E conclui o relatório confirmando que a solução para a crise econômica instalada no Brasil passa pelo equilíbrio das contas públicas, a aprovação de um conjunto significativo de reformas e a retomada dos investimentos, notadamente aqueles voltados à infraestrutura, mas com decisiva e significativa participação do setor privado, sendo imprescindível, portanto, que se resgatem a confiança e a credibilidade deste País, seja lá qual for o governo. De fato, uma agenda fundamental para qualquer governo de plantão”.
(1) “Estudo de Impacto da Facilitação de Comércio para a Indústria de Transformação no Brasil” – 2013. Os atrasos nos processos aduaneiros, relativos às importações, geram, em média, custos adicionais equivalentes a 14,2% nos preços dos produtos importados.
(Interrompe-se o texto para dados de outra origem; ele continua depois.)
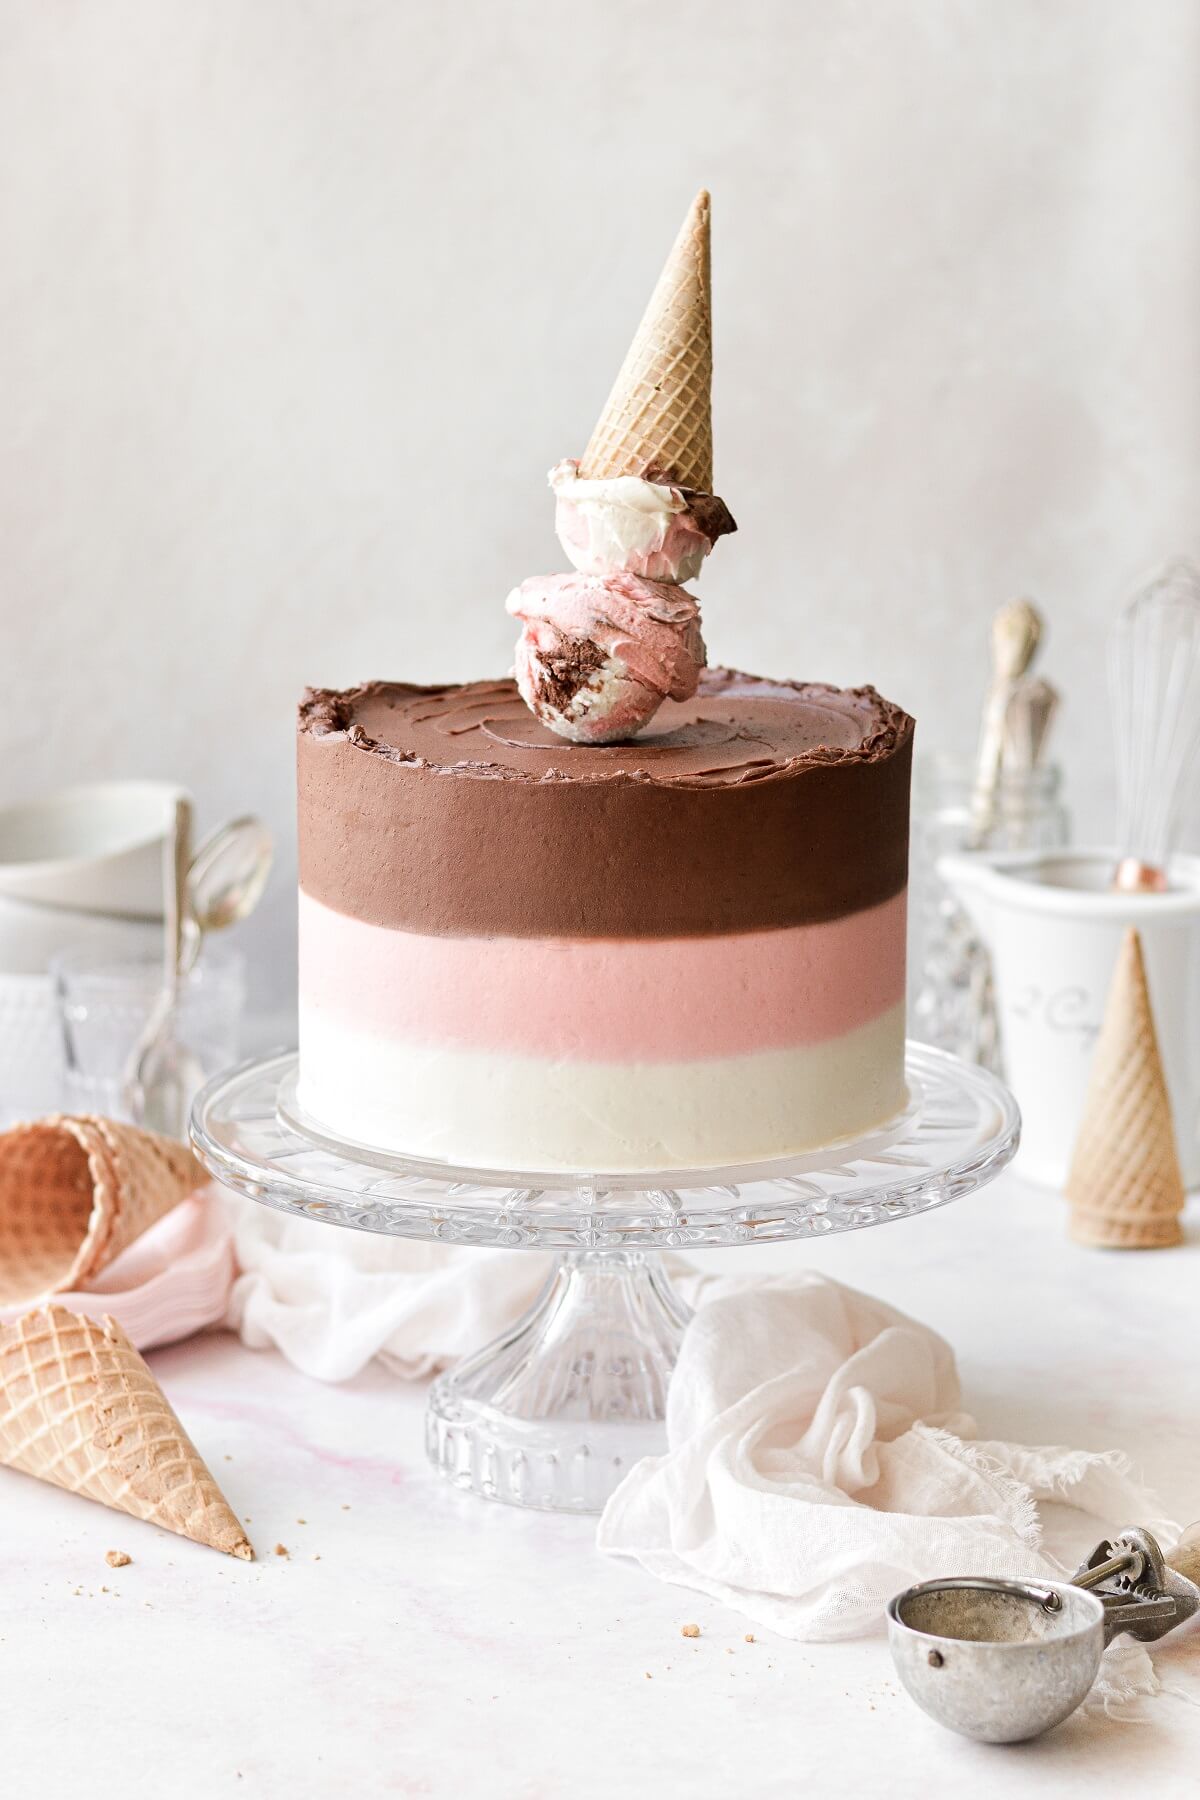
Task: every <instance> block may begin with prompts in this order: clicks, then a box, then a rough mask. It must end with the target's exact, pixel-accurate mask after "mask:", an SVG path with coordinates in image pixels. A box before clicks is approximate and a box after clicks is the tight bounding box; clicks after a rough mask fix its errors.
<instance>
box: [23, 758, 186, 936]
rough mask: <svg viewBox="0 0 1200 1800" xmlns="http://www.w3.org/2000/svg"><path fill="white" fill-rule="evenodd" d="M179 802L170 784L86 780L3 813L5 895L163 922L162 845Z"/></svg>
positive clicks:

Apenas para que se tenha uma ideia, as tarifas de importação representam, na média, adicionam 7,8%. Para o mesmo período esses impactos nas exportações representam acréscimo de 13,04%.
Outro estudo, também feito pela CNI, dá conta que a baixa competitividade do Brasil, nas exportações para toda a América do Sul, com exceção do Equador e da Bolívia, é responsável por um desempenho extremamente negativo, fazendo com que o País, considerando as variáveis distância e tamanho dos mercados, não explore seus verdadeiros potenciais. Ou seja, poderia ter sido exportado muito mais do que foi. Em 2014, por exemplo, só com a Argentina poderíamos ter vendido 7,5% adicionais. Em 2015 as exportações para a América do Sul representaram cerca de 16% do total exportado pelo Brasil;
(2) “Desafios à competitividade das exportações brasileiras” – 2016. Estudo indica que o maior entrave para as exportações é o custo do transporte (nota 3,61 num total de 5). Baixa disponibilidade e ineficiência dos portos (nota 2,53), situação das rodovias (2,46), baixa oferta de operadores logísticos e transportadoras (2,18), baixa oferta de terminais intermodais (2,08), baixa disponibilidade e ineficiência dos portos secos (2,03), baixa disponibilidade e ineficiência dos aeroportos (1,99), baixa oferta de hidrovias e portos fluviais (1,85) e situação das ferrovias (1,75), são outros “entraves”. Problemas institucionais e legais (2,72) e burocracia alfandegária e aduaneira (2,54) são outros itens também ‘cotados’;
(3) Cálculos da Confederação Nacional dos Transportes (“Pesquisa CNT Rodovias 2016”) indicam que a má qualidade das rodovias brasileiras geram gastos adicionais médios de 24,9% com combustível, pneus e manutenção;
(4) Excesso de acidentes, posto que em 2016, de acordo com estudo do Ministério dos Transportes, Portos e Aviação Civil (MTPA) e da Empresa de Planejamento Logístico (EPL), somente nas rodovias federais, houve 97,4 mil ocorrências (99% somente no transporte de cargas), com prejuízos estimados em quase R$ 11 bilhões;
(5) Alto índice no roubo de cargas (NTC&L, relatório de 2016), uma vez que foram subtraídos, nas mais de 19 mil ocorrências, R$ 1,12 bilhão;
(6) Segundo dados do Ministério da Saúde e da DATASUS, o número de vítimas nas estradas tem aumentado de forma significativa. Só em 2015 foram 37.306 óbitos e 204.000 feridos hospitalizados.